This was a transposition of code that already exists and is being moved
into this routine so the comment goes back to that.

Also, this would be separate patch if it's the right thing to do.

> Actually I think this should only be checked if the redir_qp == 1, right?

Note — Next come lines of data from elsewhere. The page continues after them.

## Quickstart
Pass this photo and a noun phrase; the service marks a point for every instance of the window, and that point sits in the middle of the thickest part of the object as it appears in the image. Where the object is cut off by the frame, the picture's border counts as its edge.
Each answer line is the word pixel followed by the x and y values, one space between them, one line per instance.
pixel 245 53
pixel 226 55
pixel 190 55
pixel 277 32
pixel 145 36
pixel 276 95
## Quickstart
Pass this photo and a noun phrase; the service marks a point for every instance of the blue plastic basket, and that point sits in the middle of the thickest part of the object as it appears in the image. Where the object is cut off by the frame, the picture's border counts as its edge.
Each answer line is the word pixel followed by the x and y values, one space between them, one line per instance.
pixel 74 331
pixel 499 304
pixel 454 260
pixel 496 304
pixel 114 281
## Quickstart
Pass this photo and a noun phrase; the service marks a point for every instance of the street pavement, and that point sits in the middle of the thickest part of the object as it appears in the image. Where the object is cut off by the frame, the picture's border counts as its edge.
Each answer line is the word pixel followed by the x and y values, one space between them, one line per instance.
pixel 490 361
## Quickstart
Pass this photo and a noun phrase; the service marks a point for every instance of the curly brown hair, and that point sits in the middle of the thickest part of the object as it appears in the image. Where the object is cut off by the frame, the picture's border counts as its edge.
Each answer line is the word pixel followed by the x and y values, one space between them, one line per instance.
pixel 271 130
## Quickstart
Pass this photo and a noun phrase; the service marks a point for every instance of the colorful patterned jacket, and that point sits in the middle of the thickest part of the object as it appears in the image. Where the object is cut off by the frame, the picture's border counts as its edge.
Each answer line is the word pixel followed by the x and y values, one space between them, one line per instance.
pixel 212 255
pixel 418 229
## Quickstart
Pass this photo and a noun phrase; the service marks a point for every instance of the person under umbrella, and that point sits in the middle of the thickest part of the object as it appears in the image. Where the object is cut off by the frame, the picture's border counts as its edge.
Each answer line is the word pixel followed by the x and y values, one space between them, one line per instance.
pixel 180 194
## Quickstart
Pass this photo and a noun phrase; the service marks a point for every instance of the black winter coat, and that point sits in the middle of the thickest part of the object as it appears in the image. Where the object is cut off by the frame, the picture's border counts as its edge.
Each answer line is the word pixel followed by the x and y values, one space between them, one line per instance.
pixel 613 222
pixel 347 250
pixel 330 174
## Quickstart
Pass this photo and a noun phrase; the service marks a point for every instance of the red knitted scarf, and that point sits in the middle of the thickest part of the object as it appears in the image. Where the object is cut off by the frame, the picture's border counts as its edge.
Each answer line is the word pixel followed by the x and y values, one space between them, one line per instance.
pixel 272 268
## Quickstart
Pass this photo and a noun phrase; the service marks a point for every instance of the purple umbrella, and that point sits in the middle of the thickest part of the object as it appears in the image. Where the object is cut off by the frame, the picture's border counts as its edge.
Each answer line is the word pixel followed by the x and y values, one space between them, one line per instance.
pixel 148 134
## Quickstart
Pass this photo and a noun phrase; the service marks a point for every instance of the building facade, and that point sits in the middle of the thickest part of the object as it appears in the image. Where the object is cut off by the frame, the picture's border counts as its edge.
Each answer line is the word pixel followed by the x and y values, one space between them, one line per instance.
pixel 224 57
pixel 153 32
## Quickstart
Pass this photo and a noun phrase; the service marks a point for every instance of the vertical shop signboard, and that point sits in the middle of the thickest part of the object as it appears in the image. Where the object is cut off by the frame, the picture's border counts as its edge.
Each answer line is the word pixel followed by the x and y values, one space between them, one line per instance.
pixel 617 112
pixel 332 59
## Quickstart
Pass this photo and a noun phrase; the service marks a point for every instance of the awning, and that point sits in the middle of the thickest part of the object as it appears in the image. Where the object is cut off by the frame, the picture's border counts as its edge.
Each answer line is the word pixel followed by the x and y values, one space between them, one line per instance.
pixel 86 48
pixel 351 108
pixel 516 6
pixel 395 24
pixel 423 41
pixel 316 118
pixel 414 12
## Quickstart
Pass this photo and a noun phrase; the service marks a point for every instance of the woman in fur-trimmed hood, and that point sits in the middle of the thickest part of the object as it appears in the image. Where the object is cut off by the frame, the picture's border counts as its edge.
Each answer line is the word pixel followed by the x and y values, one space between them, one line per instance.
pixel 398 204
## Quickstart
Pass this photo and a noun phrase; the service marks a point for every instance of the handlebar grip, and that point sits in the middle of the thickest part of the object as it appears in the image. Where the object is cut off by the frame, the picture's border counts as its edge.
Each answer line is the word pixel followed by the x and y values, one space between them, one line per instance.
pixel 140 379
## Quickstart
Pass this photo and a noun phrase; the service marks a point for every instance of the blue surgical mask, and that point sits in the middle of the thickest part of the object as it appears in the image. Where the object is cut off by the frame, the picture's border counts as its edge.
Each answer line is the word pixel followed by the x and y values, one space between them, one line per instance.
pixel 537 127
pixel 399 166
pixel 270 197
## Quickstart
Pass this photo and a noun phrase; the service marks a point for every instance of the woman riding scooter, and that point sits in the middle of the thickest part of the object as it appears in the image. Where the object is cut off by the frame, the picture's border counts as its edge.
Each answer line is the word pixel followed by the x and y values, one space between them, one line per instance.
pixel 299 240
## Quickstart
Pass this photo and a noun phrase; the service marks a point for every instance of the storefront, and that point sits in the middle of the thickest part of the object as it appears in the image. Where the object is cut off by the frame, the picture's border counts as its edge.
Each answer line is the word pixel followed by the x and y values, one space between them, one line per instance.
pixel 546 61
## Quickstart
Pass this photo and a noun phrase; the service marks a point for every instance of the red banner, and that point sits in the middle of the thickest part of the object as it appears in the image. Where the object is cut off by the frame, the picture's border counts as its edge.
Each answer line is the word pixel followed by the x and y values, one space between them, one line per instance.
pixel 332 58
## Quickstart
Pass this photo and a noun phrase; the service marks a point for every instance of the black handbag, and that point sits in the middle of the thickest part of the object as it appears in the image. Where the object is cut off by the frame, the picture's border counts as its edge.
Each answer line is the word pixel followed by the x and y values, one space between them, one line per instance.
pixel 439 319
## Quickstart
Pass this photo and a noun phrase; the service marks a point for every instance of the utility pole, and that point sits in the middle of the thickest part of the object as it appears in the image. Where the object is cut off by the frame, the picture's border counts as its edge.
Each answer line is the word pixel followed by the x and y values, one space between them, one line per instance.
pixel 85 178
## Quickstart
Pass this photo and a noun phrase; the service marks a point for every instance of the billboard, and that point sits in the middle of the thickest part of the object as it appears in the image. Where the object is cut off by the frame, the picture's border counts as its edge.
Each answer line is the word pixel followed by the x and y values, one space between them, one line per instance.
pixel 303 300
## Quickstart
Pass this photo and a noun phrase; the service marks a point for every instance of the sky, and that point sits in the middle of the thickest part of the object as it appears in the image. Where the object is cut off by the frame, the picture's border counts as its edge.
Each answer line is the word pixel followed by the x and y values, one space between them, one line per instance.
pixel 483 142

I'm not sure. ClassPortInfo.RedirectQ_Key on p.747 says "The Q_Key
associated with the RedirectQP. This Q_Key shall be set to the
well known Q_Key".

> 
>>> +		OSM_LOG(pm->log, OSM_LOG_VERBOSE, "Invalid RedirectQ_Key\n");
>>> +		valid = FALSE;
>>> +	}
>>> +
>>> +	pkey_ix = validate_redir_pkey(pm, cpi->redir_pkey);
>>> +	if (pkey_ix == -1) {
>>> +		OSM_LOG(pm->log, OSM_LOG_VERBOSE,
>>> +			"Index for Pkey 0x%x not found\n",
>>> +			cl_ntoh16(cpi->redir_pkey));
>>> +		valid = FALSE;
>>> +	}
>>> +
>>> +	if (cpi->redir_lid == 0) {
>>> +		/* GID redirection: get PathRecord information */
>>> +		OSM_LOG(pm->log, OSM_LOG_VERBOSE,
>>> +			"GID redirection not currently supported\n");
>>> +		return;
>>> +	}
>>> +
>>
>> Better with:
>> 	if (!valid)
>> 		return;
>> here ?
>>
> 
> The intention was to mark the port as invalid which would disable polling on this port.  Upon review, I you are right that this is incorrect behaviour.
> 
> However, If you continue with the poll on the original port and the redirect is not supported then you will end up in a loop getting CPI responses without any indication of error...  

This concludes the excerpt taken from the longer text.